What I tried so far: Naively, we can choose ${n-1 \choose 3}$ combinations of $a,b,c$ if we ignore the inequality. Moreover, we must have $a < \sqrt{c}$ and $b \le \frac{c}{2}$. But I do not see how this information helps me determining the number of solutions.
 A: This problem seems to be difficult to solve nicely, but it's still possible to present an interesting solution. First I'll mark:
$$ g(n) = |\{1 < a < b < n \mid a\cdot b = n\}| $$
But notice that for any $b$ that satisfies $b \mid n$ there is only one fitting $a$ that will give us $ab=n$. Thus one can notice that the function $\sigma_0 (n)$ (divisor function) can be used to calculate $g$. Of course:
$$ \sigma_0(n) \neq g(n) $$
because of the imposed condition $1 < a < b < n$. To make it more clear what modification we need to do to $\sigma_0(n)$ I'll rephrase $g$ like so:
$$ g(n) = |\{b < n \mid \exists_{a < b} a \cdot b = n\}| $$
Or in other words if we look at all of the divisors, paired up:
$$(a_1, b_1), (a_2, b_2), \cdots$$
in a way such that $a_i\cdot b_i =n$ we get that $g$ counts those pairs exactly, except the $(1, n)$ pair and except any pair that has the same element (because $a < b$). Thus:
$$g(n) = \frac{\sigma_0 (n) - \mathbb{1}_{\sqrt{n}\in \mathbb{N}}}{2} - 1$$
Finally:
$$f(n) = \sum_{i=2}^{n - 1} g(i) = 
\sum_{i=2}^{n - 1} (\frac{\sigma_0 (i) - \mathbb{1}_{\sqrt{i}\in \mathbb{N}}}{2} - 1) =$$
$$ = 0.5\cdot\sum_{i=2}^{n - 1} \sigma_0 (i) - 0.5\cdot\sum_{i=2}^{n - 1}\mathbb{1}_{\sqrt{i}\in \mathbb{N}} - (n - 2)$$
And finally we have two sums we'll want to evaluate. The first one is just the divisor summatory function and the second one counts the number of perfect squares until $n$. While this is not a full solution, I hope it's enough to get you on the right track.

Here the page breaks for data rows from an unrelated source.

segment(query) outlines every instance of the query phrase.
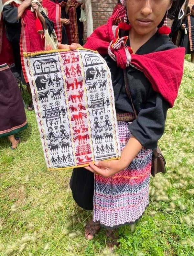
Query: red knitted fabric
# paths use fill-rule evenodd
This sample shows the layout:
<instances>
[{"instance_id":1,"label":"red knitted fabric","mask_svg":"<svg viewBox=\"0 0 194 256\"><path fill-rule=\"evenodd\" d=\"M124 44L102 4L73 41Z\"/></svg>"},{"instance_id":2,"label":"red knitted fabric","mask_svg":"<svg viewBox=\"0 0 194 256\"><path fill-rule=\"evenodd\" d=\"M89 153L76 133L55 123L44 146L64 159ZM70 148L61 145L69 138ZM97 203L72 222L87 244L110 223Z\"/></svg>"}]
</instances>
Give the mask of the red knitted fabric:
<instances>
[{"instance_id":1,"label":"red knitted fabric","mask_svg":"<svg viewBox=\"0 0 194 256\"><path fill-rule=\"evenodd\" d=\"M117 10L107 24L100 27L88 38L84 47L108 54L108 48L114 39L112 27L119 17L124 15L124 8ZM144 72L153 90L159 93L169 104L174 105L183 73L185 49L179 48L144 55L132 54L131 65ZM122 48L117 50L118 66L126 67L126 57Z\"/></svg>"}]
</instances>

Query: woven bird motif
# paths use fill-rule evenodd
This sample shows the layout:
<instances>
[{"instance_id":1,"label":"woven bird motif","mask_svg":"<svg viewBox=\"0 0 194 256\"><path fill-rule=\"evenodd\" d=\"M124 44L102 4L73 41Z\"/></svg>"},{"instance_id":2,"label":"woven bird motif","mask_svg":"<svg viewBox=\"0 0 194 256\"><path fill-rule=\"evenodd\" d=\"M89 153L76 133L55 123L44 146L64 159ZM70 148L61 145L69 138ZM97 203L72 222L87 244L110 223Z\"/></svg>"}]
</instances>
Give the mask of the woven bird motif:
<instances>
[{"instance_id":1,"label":"woven bird motif","mask_svg":"<svg viewBox=\"0 0 194 256\"><path fill-rule=\"evenodd\" d=\"M48 168L118 159L113 90L103 58L84 49L24 57Z\"/></svg>"}]
</instances>

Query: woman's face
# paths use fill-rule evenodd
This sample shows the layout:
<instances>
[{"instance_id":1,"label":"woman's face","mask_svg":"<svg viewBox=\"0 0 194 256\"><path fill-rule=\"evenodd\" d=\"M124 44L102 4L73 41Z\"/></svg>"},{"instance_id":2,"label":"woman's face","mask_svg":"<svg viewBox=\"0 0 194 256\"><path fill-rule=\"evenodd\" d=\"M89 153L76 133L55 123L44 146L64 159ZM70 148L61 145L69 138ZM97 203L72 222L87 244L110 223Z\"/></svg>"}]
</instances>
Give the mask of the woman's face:
<instances>
[{"instance_id":1,"label":"woman's face","mask_svg":"<svg viewBox=\"0 0 194 256\"><path fill-rule=\"evenodd\" d=\"M139 35L151 33L172 3L171 0L127 0L127 16L132 27Z\"/></svg>"}]
</instances>

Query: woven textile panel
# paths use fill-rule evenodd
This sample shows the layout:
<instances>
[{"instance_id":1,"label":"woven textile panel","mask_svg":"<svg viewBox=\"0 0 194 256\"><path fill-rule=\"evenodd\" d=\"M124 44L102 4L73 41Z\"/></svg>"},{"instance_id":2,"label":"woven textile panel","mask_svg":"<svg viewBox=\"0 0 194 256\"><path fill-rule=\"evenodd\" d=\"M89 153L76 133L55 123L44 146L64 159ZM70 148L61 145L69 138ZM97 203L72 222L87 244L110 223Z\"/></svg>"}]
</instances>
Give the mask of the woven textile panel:
<instances>
[{"instance_id":1,"label":"woven textile panel","mask_svg":"<svg viewBox=\"0 0 194 256\"><path fill-rule=\"evenodd\" d=\"M48 168L118 159L113 90L103 58L83 49L24 56Z\"/></svg>"}]
</instances>

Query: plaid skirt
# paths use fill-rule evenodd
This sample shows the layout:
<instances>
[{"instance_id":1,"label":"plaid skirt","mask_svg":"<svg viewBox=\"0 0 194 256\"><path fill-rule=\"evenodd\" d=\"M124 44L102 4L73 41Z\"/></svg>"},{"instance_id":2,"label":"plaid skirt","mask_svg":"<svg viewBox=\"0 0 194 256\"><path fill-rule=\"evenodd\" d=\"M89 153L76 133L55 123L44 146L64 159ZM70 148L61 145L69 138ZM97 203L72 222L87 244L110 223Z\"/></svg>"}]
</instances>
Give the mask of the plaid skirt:
<instances>
[{"instance_id":1,"label":"plaid skirt","mask_svg":"<svg viewBox=\"0 0 194 256\"><path fill-rule=\"evenodd\" d=\"M128 124L117 121L121 150L132 136ZM152 150L143 148L124 170L108 178L95 175L94 183L92 173L74 169L70 186L76 202L89 210L92 200L93 220L106 228L134 223L148 204L152 154Z\"/></svg>"}]
</instances>

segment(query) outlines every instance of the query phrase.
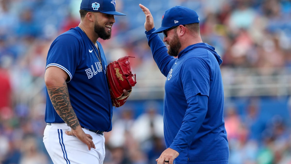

A: The total number of divisors of a number $m= \prod p_i^{a_i}$ is given as $\tau (m)= \prod (a_i+1)$. Note that the factors exist in pairs with a product $m$, so there will be an even number of factors, unless $m$ is a perfect square, in which case every $a_i+1$ will be an odd number and the number of factors will be odd, with the perfect square root being the 'odd' (unpaired) member of the set of factors. The set of factors includes the pair $1,m$, which are to be excluded from the count per the conditions stated. Also note that if $m$ is prime, it will have only the two factors $1,m$ and so it will not properly contribute to the sum in your problem either.
For each $m<n$, the function $\tau (m)$ gives its total number of factors, so to count the number of pairs, we wish to count $\frac{\tau(m)}{2}$. To account for perfect squares, which would yield a half integer value of that expression, we round down using the floor function: $\lfloor \frac{\tau(m)}{2}\rfloor$. This changes nothing for the count of pairs with distinct members. Finally, to account for the pair of factors corresponding to $1,m$, we subtract $1$: $\lfloor \frac{\tau(m)}{2}\rfloor -1$.
To obtain the total you seek, we sum over appropriate $m$: $$\sum_{m=6}^{(n-1)}(\lfloor \frac{\tau(m)}{2}\rfloor -1)$$
I start summing at $m=6$ because we know that $1,2,3,4,5$ being units, primes, or perfect squares will contribute nothing to the sum in any event.